Hollywood widens copyright war against AI firms across courts, Congress, and trademarks

[Typewriter. Photo Credit to Unsplash]
Disney, Warner Bros., and NBCUniversal jointly sued Chinese AI firm MiniMax in September for training Hailuo on Marvel and Star Wars characters, Variety reported, escalating Hollywood's growing copyright battle against generative AI.
Variety reported the joint complaint accuses MiniMax of generating unauthorized images of iconic characters such as Darth Vader, Spider-Man, Wonder Woman, and Shrek that the company marketed as a pocket-sized Hollywood studio.
According to Variety, the studios seek statutory damages of up to $150,000 per infringed work from MiniMax, which holds a roughly $4 billion valuation.
The escalating clash extends far beyond one studio suit, as generative AI trained on protected works challenges the intellectual property framework that Hollywood spent a century building.

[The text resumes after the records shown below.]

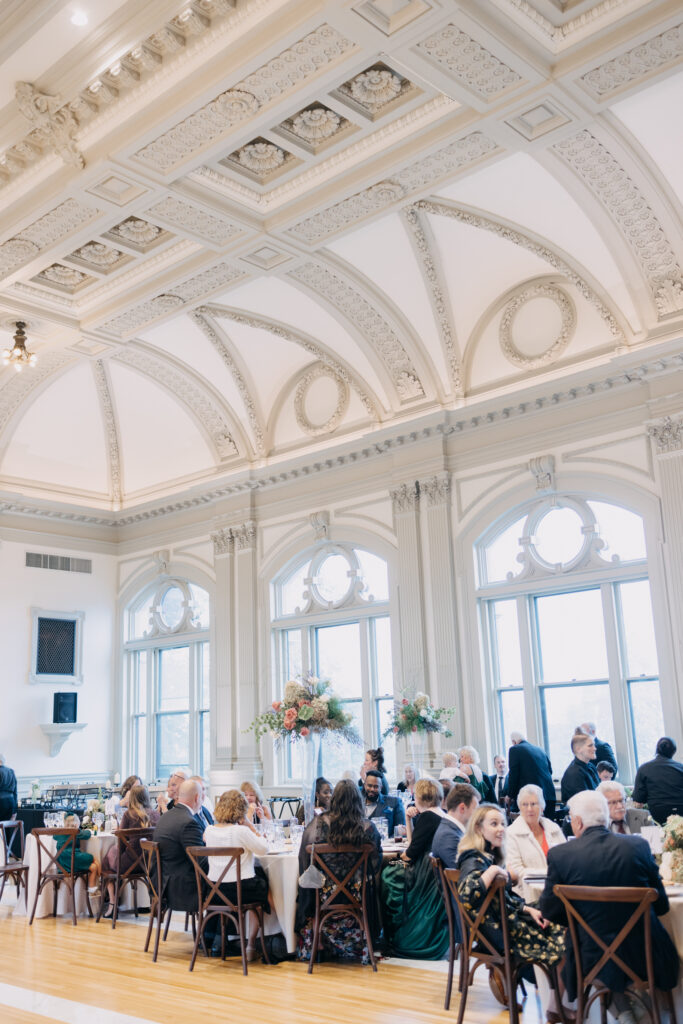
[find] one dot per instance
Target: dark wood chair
(127, 842)
(454, 944)
(213, 902)
(641, 899)
(477, 950)
(12, 856)
(50, 871)
(341, 901)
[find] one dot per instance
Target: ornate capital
(436, 489)
(667, 434)
(543, 469)
(404, 498)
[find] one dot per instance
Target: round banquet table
(97, 846)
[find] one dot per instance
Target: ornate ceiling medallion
(514, 349)
(302, 390)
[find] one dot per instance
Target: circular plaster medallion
(527, 318)
(302, 393)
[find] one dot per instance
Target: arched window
(330, 616)
(565, 611)
(167, 668)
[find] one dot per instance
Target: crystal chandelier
(18, 356)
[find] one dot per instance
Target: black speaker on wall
(65, 708)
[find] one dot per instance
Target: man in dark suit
(580, 773)
(378, 806)
(529, 765)
(598, 857)
(603, 751)
(177, 829)
(500, 779)
(659, 782)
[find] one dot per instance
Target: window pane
(201, 601)
(512, 714)
(339, 657)
(563, 709)
(638, 628)
(384, 674)
(172, 743)
(571, 636)
(505, 643)
(558, 537)
(375, 574)
(502, 553)
(622, 530)
(646, 717)
(291, 593)
(174, 679)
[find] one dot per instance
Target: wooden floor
(109, 973)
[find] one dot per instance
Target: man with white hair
(622, 821)
(600, 858)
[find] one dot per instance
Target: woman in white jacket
(530, 836)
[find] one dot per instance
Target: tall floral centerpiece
(309, 711)
(414, 719)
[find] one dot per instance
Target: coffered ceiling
(244, 229)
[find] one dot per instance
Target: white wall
(26, 706)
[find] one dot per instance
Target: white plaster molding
(610, 182)
(368, 322)
(568, 325)
(103, 388)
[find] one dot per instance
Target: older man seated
(600, 858)
(623, 821)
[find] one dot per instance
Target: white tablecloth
(97, 846)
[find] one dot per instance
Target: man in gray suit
(623, 821)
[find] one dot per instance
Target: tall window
(565, 610)
(331, 620)
(167, 660)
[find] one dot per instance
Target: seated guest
(83, 861)
(409, 780)
(178, 828)
(581, 773)
(415, 924)
(233, 826)
(605, 771)
(205, 817)
(530, 836)
(623, 821)
(343, 824)
(252, 792)
(377, 806)
(659, 782)
(167, 801)
(599, 858)
(323, 798)
(469, 768)
(138, 814)
(375, 762)
(499, 780)
(480, 861)
(462, 801)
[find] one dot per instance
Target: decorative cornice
(667, 435)
(445, 209)
(624, 201)
(111, 430)
(372, 327)
(437, 290)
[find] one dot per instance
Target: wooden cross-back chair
(641, 899)
(213, 902)
(341, 900)
(50, 871)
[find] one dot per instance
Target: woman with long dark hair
(344, 824)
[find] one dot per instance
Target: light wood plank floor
(92, 965)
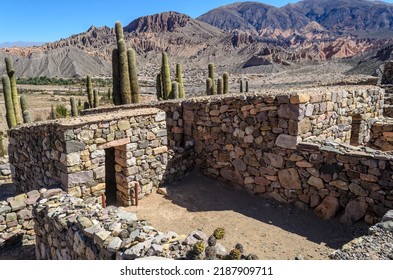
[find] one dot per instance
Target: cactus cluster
(14, 114)
(242, 86)
(222, 86)
(25, 109)
(124, 72)
(219, 233)
(164, 87)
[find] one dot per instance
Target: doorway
(110, 177)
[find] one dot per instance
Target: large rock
(328, 208)
(273, 160)
(287, 141)
(354, 211)
(289, 179)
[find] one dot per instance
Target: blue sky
(50, 20)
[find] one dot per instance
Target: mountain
(356, 17)
(241, 37)
(364, 18)
(20, 44)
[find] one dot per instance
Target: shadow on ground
(198, 193)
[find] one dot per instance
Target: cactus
(125, 86)
(89, 88)
(133, 76)
(9, 106)
(220, 86)
(199, 247)
(219, 233)
(175, 91)
(96, 102)
(14, 90)
(25, 109)
(109, 94)
(179, 78)
(2, 150)
(166, 76)
(225, 78)
(211, 76)
(209, 86)
(115, 78)
(159, 87)
(234, 255)
(119, 31)
(212, 241)
(74, 108)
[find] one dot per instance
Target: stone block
(287, 141)
(289, 179)
(78, 178)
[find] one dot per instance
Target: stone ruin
(322, 149)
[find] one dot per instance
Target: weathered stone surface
(287, 141)
(328, 208)
(77, 178)
(273, 160)
(340, 185)
(289, 179)
(239, 165)
(74, 146)
(316, 182)
(354, 211)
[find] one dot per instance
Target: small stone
(17, 205)
(316, 182)
(114, 245)
(328, 208)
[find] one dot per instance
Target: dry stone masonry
(323, 149)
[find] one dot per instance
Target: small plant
(2, 150)
(212, 241)
(61, 111)
(219, 233)
(234, 255)
(210, 253)
(199, 247)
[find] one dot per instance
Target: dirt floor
(265, 227)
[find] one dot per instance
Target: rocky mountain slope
(242, 37)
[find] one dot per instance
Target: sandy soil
(265, 227)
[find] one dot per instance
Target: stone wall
(71, 154)
(69, 228)
(260, 142)
(382, 135)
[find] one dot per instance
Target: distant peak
(167, 21)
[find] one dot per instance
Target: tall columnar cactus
(133, 76)
(179, 78)
(9, 106)
(225, 78)
(220, 86)
(116, 78)
(89, 89)
(119, 31)
(211, 76)
(74, 108)
(25, 109)
(96, 99)
(14, 90)
(175, 91)
(166, 77)
(125, 86)
(159, 87)
(209, 86)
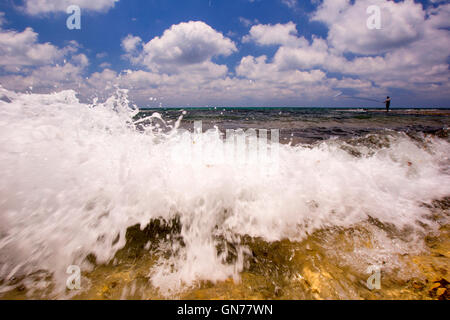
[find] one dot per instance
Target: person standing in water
(388, 103)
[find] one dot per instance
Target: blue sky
(230, 53)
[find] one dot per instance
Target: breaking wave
(75, 177)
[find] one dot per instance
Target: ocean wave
(76, 177)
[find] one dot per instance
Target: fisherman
(388, 103)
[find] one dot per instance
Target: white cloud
(35, 7)
(25, 62)
(278, 34)
(19, 49)
(401, 23)
(290, 3)
(181, 47)
(130, 43)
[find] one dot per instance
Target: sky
(237, 53)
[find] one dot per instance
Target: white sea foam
(74, 177)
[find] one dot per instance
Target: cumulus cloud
(130, 43)
(278, 34)
(25, 62)
(35, 7)
(184, 45)
(19, 49)
(401, 23)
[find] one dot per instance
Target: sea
(104, 200)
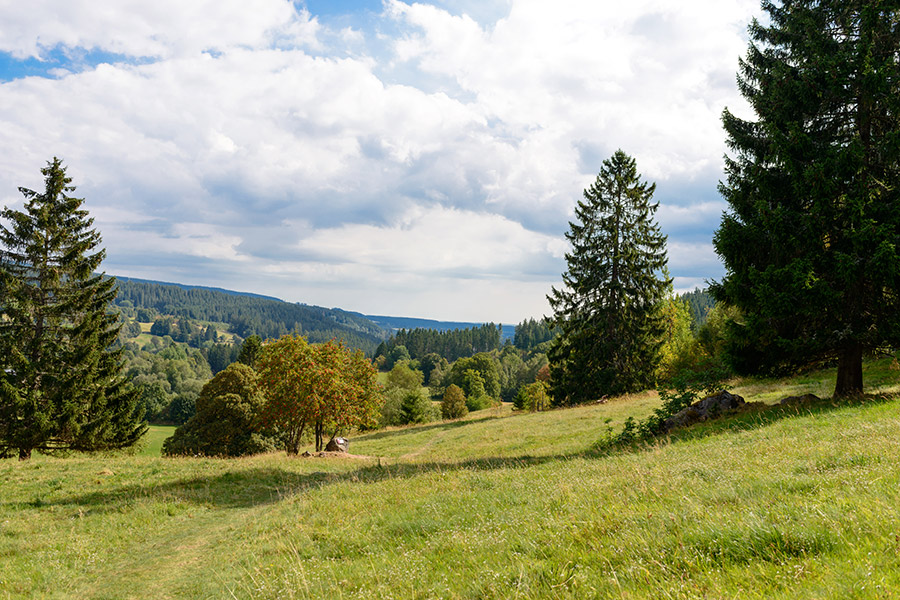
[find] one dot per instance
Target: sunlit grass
(779, 504)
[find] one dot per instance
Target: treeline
(700, 303)
(249, 315)
(450, 345)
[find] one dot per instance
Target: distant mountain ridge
(393, 324)
(269, 316)
(196, 287)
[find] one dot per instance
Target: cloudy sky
(396, 158)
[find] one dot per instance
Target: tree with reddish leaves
(328, 388)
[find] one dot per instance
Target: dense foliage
(810, 243)
(700, 302)
(227, 422)
(327, 387)
(453, 404)
(61, 387)
(607, 312)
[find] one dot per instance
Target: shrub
(453, 406)
(227, 419)
(533, 397)
(417, 408)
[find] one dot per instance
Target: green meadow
(773, 503)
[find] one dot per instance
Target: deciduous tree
(323, 386)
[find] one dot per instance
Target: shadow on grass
(442, 426)
(245, 488)
(754, 417)
(260, 486)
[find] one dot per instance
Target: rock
(337, 445)
(702, 410)
(799, 400)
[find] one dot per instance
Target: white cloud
(160, 29)
(260, 147)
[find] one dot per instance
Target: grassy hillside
(798, 503)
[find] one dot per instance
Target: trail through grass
(791, 503)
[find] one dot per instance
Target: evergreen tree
(608, 311)
(810, 243)
(61, 387)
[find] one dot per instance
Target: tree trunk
(849, 380)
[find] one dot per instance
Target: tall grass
(789, 503)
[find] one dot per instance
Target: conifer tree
(811, 240)
(61, 387)
(608, 311)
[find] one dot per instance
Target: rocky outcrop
(337, 445)
(702, 410)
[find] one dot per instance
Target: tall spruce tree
(811, 240)
(608, 311)
(61, 387)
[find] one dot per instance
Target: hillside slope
(780, 504)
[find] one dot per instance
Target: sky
(393, 158)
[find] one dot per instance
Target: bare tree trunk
(849, 379)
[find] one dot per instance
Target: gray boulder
(337, 445)
(702, 410)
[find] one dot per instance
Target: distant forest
(251, 315)
(451, 345)
(700, 303)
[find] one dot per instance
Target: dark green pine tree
(607, 312)
(61, 386)
(811, 240)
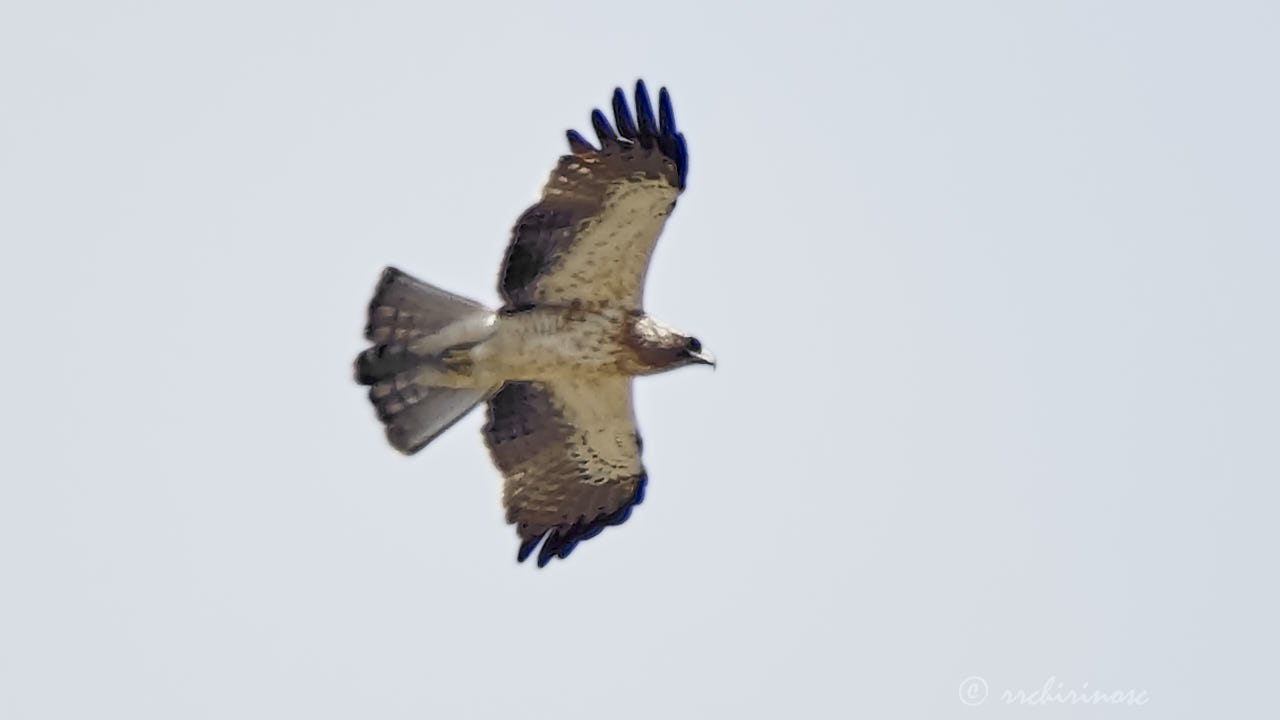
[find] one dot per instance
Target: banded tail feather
(411, 323)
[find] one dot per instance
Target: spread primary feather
(554, 363)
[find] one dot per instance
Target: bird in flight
(554, 363)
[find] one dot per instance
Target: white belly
(544, 345)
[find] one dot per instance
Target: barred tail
(411, 323)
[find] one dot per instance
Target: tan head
(659, 347)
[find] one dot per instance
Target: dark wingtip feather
(644, 114)
(603, 130)
(622, 115)
(643, 127)
(560, 542)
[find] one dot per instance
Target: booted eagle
(554, 363)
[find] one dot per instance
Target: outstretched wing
(590, 236)
(571, 456)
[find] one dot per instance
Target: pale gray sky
(992, 285)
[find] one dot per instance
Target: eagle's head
(659, 347)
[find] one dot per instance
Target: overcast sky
(992, 286)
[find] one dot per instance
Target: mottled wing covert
(590, 236)
(571, 456)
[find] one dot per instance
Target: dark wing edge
(658, 132)
(548, 227)
(553, 496)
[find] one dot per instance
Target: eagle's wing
(589, 238)
(571, 456)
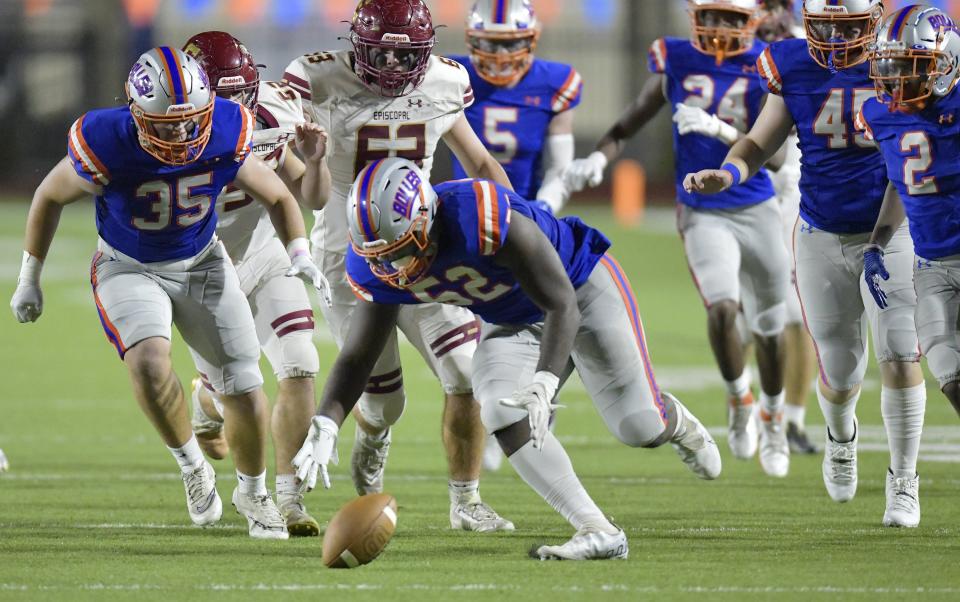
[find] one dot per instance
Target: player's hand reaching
(311, 141)
(708, 181)
(585, 172)
(537, 400)
(873, 272)
(319, 449)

The character lawsuits no longer stand alone, with music rights holders pressing parallel claims that stretch the AI dispute beyond the screen.
Lee Mendelson Film Productions, which holds Vince Guaraldi's Peanuts compositions, filed four copyright suits in May targeting GameMill, Heritage Auctions, the Interior Department, and Buckle-Down Inc., Billboard reported.
Billboard added that GameMill allegedly created knockoff music meant to evoke Guaraldi's Peanuts compositions in a 2025 video game, drawing one of the four LMFP suits.
LMFP attorney Marc Jacobson told Billboard that the unauthorized borrowing erodes the artistic integrity of the compositions, casting the suits as a stand against companies that did not want to pay for the rights.
While music publishers protect their work through copyright claims, performers are now advocating for lawmakers to protect their voice and likeness through new federal rights.
Senators Marsha Blackburn and Chris Coons reintroduced a revised NO FAKES Act this year, aiming to establish a US-wide right that lets performers control unauthorized AI replicas of their voice and likeness, Complete Music Update reported.
The trade publication cited a poll revealing that 92 percent of Americans worry about AI deepfakes, positioning the bill as a response to growing public unease around synthetic media.
Spotify, which previously criticized the bill, told Complete Music Update the revised draft improves the platform safe-harbor language, though the streaming company added that further refinement remains necessary.
Collectively, the suits and the bill raise the cost of training models on copyrighted catalogs, which pressures AI firms toward licensing and signals how directly studios now see unlicensed generation as a threat to their core revenue.
Individual stars, not waiting for Congress, have begun building their own legal moats around voice and image.
Taylor Swift filed three trademark applications in 2026, including voice marks for phrases she speaks aloud, after an AI-generated track called Fate of Ophelia surfaced on Spotify Brazil last year, according to the Hollywood Reporter.
Swift followed a similar approach to actor Matthew McConaughey, who secured AI-defense trademarks through the U.S. Patent and Trademark Office earlier this year, the magazine added.
Intellectual property lawyer Matthew Asbell told the magazine that this approach offers only narrow protection, since the voice trademarks cover specific phrases rather than every possible AI-generated variation.
Despite the fact that litigation and trademark filings have multiplied, the entertainment industry's most prominent attempt at cooperation with AI collapsed inside three months.
OpenAI shut down its Sora AI and walked away from a planned $1 billion Disney investment that would have routed 250 Disney, Marvel, and Star Wars characters into the app, Deadline reported.
The cooperation talks broke down even as another Chinese AI platform drew the same studios back into confrontation.
Disney and Paramount Skydance sent cease-and-desist letters to ByteDance in February, accusing the company's Seedance 2.0 model of generating unauthorized footage featuring Star Trek, South Park, and Marvel characters, as reported by Variety.
In the letter, Disney outside counsel David Singer accused ByteDance of intentional and widespread copyright violations, while Paramount Skydance's intellectual property head Gabriel Miller filed similar allegations through a separate letter, Variety reported.
ByteDance told Variety it respects intellectual property rights and addressed concerns about Seedance 2.0.
The stacked court fights, federal legislation, individual trademark moats, and collapsed cooperation deals collectively signal that the entertainment industry now treats every layer of AI creativity as a contested boundary rather than a partnership opportunity.